Mudflat Belugas

A column I wrote when I worked for The Anchorage Times — over 20 years ago… 

head young paper image red backgroundI take back all the disparaging things I’ve said about the mudflats of the Knik Arm. The whales of August have changed my mind.

 With backpack full of baby, accompanied by two dogs, my wife, and two lanky preteens, I jogged along a dirt road leading to the mouth of Peters Creek. The ocean tide was not quite brimming the beach line, and gulls feasted on dead salmon where the creek poured into the Knik. A light salt breeze rumpled the marshy reeds as we hiked in rubber boots, well away from the dangerous mudflats. It seemed a shame that the kids couldn’t get closer, but the brown, milky color of the seawater wasn’t too inviting anyway.

At 8:30 p.m., after reaching a gnarled finger of land curling into the Knik Arm, I reined in kids and dogs, and we backtracked along the water’s edge. Suddenly I strained to identify dark streaks undulating on the ocean surface, moving in our same direction.
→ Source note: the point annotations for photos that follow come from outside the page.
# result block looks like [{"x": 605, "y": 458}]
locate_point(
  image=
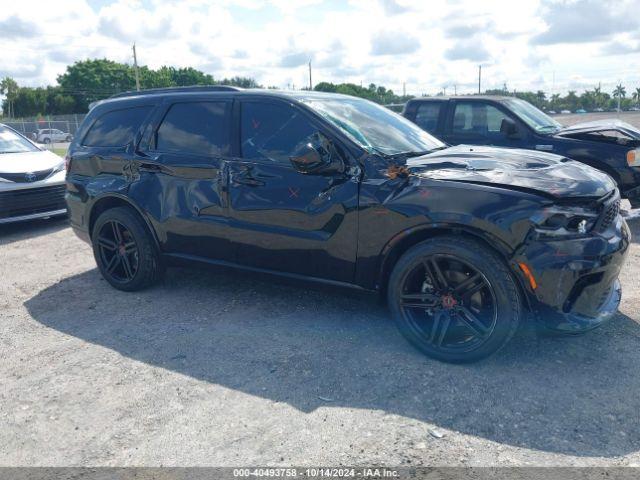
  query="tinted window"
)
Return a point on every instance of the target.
[
  {"x": 116, "y": 128},
  {"x": 272, "y": 132},
  {"x": 374, "y": 127},
  {"x": 201, "y": 128},
  {"x": 478, "y": 119},
  {"x": 427, "y": 115}
]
The streaks were too large to be seals or schools of salmon, and they multiplied on the troubled ocean surface as we squinted into a glare on the horizon.

We were seeing a pod of belugas—our first whale sighting in Alaska! Scores of whales swam lazily, parallel the coastline under a droning airplane, whose pilot swooped low for a better view.
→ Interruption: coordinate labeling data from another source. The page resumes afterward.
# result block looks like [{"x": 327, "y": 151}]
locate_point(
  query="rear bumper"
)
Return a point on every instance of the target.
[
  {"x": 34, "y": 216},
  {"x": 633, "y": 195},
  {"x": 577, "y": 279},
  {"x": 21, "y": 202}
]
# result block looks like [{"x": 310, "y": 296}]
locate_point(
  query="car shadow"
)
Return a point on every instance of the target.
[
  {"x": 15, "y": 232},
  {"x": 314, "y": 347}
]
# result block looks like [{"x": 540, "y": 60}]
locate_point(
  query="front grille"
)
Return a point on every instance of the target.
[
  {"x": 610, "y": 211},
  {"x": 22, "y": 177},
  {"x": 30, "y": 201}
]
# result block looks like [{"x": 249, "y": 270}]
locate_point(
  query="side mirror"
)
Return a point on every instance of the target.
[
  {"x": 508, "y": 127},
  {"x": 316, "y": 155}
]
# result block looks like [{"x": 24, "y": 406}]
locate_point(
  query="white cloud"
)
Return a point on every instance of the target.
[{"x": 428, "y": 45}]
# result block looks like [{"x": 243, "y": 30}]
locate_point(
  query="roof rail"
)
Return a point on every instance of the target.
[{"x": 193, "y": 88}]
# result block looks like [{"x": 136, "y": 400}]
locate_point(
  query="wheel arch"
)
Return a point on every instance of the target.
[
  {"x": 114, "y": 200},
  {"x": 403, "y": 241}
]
My one-year-old giggled and jiggled as I jogged down a trail back to the mouth of Peters Creek. Belugas sometimes feed on salmon at an estuary, and I hoped to watch the spectacle if they paused for supper.

My eldest son and the dogs ran with me, but, in my excitement I forgot to tell my wife where I was headed in such a hurry. She and my middle son caught up with us just in time to gape at a beluga feeding frenzy just 20 feet from our rubber boots. We stood spellbound on the creek’s bank observing as many as 50 white and gray giants diving and resurfacing, dining on schools of silver salmon (Coho).

The belugas’ polished backs rose rhythmically a foot or two out of the water, then smoothly arched into the depths of the channel, grabbing mouthfuls of Coho that were fighting their way upstream in Peters Creek.

Sea World couldn’t hold a candle to this wild spectacle. I suggested to the boys that they take a Jacques Cousteau-type swim with these mammals, but they just grinned and moved farther from the slippery bank.

We watched the show for nearly 40 minutes, until, gradually the herd swam away from the mouth of the creek and us. The tide had swamped our trail, and we spent an hour bush-whacking to the car, marveling at one of our first Alaska memories.